There is no framework for that in Kenya. “We stand to be exploited by such breaches,” he said.

Since the Cambridge Analytica’s manipulation of more than 50 million accounts became public, studies on the amounts of personal data held by firms like Google and Facebook have been launched and the results are shocking.

Writing inThe Guardian last month, UK-based data consultant Dylan Curran disclosed that Google had stored every area he visited in the last 12 months.

“You can see the time of day that I was in the location and how long it took me to get to there from my previous one,” he said.

Any Google user can access the information through a platform the tech company provides.

Mr Dylan also found out that Google even keeps data a person has deleted, as he found his CV, monthly budget and other private information he trashed available for download.

Facebook also has a platform that allows a user to see which information it has, and going through it can be toe-curling — from details of all ads you clicked on to having a copy of all you have posted since you joined.

“I’m not too shocked Facebook has all of this information.
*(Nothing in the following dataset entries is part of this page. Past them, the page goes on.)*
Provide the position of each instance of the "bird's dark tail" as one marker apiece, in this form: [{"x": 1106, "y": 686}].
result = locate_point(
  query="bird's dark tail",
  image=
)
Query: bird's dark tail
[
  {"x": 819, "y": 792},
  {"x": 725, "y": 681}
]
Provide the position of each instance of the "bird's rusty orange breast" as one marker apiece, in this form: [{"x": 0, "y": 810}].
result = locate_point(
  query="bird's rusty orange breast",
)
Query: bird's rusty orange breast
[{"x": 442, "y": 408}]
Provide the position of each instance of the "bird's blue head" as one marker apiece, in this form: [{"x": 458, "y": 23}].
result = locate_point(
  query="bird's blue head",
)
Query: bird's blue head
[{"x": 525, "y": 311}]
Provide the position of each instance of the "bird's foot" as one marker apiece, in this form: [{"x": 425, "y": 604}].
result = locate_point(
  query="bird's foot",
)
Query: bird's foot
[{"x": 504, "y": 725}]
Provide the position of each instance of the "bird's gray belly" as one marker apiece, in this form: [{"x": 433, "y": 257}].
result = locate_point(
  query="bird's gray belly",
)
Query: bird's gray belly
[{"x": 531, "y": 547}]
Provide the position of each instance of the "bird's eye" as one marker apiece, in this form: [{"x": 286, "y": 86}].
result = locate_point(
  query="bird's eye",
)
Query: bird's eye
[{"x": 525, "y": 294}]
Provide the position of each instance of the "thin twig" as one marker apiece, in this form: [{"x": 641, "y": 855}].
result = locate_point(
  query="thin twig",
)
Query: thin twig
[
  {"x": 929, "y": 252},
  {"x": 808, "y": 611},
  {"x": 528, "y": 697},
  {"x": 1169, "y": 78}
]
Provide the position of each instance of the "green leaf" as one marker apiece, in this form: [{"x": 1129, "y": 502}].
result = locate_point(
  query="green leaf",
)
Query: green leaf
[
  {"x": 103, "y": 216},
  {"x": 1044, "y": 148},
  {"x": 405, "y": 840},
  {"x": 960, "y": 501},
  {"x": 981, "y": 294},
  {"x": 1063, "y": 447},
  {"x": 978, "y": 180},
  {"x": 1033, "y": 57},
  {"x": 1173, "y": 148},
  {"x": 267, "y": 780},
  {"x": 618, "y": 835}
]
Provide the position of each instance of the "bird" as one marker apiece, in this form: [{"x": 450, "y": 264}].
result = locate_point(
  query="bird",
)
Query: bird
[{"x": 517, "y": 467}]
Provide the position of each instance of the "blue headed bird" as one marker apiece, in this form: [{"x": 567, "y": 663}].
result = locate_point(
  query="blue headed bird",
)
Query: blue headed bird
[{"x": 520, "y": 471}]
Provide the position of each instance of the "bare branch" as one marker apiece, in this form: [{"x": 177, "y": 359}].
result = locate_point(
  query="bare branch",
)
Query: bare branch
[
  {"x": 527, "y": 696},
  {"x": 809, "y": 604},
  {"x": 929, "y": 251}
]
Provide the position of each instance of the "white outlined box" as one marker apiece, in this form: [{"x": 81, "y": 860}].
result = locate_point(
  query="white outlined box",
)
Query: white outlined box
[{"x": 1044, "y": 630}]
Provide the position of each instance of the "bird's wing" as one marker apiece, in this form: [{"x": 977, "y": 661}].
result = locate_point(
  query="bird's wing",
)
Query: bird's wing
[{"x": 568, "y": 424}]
Since it’s a history of data, either I or my friends provided to the site piece by piece.

“Yet, taken as a whole big picture, it’s a scary and very accurate mirror of my life,” CNBC technology product editor Todd Haselton wrote in a blog in March.

Some observers have been wondering how much information these firms never make public beyond the one they offer for access and download.

Mr George Njoroge, a forensics data expert and the chief executive of East Africa Data Handlers, warns that it is the little things that people do online that give them away.

“This is massive data about you that is in the hands of other entities and which you have no control over, exposing it to manipulation in the event it falls in the wrong hands. Data today is more valuable than even gold,” he notes.

“The information you share can be manipulated and used to target you using digital online ads, which can sway your opinion about certain important societal issues such as politics and other social causes,” Mr Njoroge adds.

The tech companies’ behaviour justifies the truism: “If you are not paying for the product, then you are the product.”

Mr Emmanuel Chebukati, the director at Nairobi-based Hepta Analytics, has been involved in analysing users’ online data and he knows just how vast the information tech companies have. And he wants a change.

“For me, it is time social media giants stopped telling us what data is being requested by an app and started telling us what the app wants to do with the data.

“This is because users are not aware of the possibilities when they voluntarily give out their data,” he told the Sunday Nation.

Mr Chebukati is also cautious about data available in documents such as M-Pesa transaction books.

“As for Cambridge Analytica, without condoning their behaviour — especially on lying about the use-cases of the data — I pose the question: Where do we draw the line between political persuasion and manipulation of voters?

“Politicians are allowed to persuade voters to their side but when does it become wrong, especially on digital platforms?” Mr Chebukati, whose team was collecting tweets during the 2017 campaigns to find out topics essential to Kenyans allied to various candidates, posed.

Such data, he warns, can be harvested by a politician who wants to know people’s ages, their nearest polling station and establish if they can be receptive to bribes.